Greatest Song of All Time of the Day: "Blue Monday," New Order

Happy Monday. There are plenty of terrific songs about Mondays: Fela Kuti's "Monday Morning in Lagos," Marshall Crenshaw's "Monday Morning Rock," T-Bone Walker's "Stormy Monday," Fleetwood Mac's "Monday Morning." And then there's The Boomtown Rats' "I Don't Like Mondays," which captured a moment but hasn't aged particularly well.
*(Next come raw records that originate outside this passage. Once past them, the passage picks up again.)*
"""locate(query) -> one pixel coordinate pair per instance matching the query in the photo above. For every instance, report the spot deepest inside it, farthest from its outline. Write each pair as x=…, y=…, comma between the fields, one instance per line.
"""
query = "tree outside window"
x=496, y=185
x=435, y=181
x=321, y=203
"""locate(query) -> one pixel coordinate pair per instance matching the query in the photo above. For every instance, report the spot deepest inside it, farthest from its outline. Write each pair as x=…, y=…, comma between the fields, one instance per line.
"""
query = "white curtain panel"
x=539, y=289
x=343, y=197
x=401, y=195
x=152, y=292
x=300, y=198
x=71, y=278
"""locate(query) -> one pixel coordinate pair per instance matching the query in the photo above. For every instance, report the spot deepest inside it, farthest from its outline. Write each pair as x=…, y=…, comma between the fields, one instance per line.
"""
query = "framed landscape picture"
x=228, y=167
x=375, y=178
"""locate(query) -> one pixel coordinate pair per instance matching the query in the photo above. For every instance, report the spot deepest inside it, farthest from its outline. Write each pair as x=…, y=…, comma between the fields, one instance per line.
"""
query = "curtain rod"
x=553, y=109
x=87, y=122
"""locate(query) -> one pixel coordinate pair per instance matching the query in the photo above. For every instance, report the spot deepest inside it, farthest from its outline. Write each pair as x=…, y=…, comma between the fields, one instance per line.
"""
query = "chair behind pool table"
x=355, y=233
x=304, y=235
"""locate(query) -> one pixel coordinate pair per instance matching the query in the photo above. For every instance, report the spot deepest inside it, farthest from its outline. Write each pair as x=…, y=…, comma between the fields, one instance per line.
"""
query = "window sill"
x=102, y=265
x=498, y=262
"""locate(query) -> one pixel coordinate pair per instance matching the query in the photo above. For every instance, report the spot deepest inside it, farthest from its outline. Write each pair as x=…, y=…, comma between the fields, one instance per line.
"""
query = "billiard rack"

Indeed, most synthpop from the early '80s has aged as well as the haircut from that guy in A Flock of Seagulls. It's cold, distant, more about technology and production than any human emotions. New Order, at its best, was as precise as the best synth-pop but almost painfully warm, playing tension-and-release games that were exciting, welcoming, and irresistibly danceable. Their top songs ("Temptation," "Age of Consent," "The Perfect Kiss," to name a few) didn't merely express emotion; they were all about expressing emotion: how hard it is, how rewarding it is, how scary it is. You could hear it in the approach/avoidance lyrics and the skyscraper-high wall of colliding rhythms. Synthesizers and drum machines sped up, slowed down, spun out of control, emerged from chaos right on the beat, as a very human voice teetered between revenge and regret. As singer Bernard Sumner asks here, at once both deadpan and ready to explode, mirroring another singer who liked to work the same fields: How does it feel?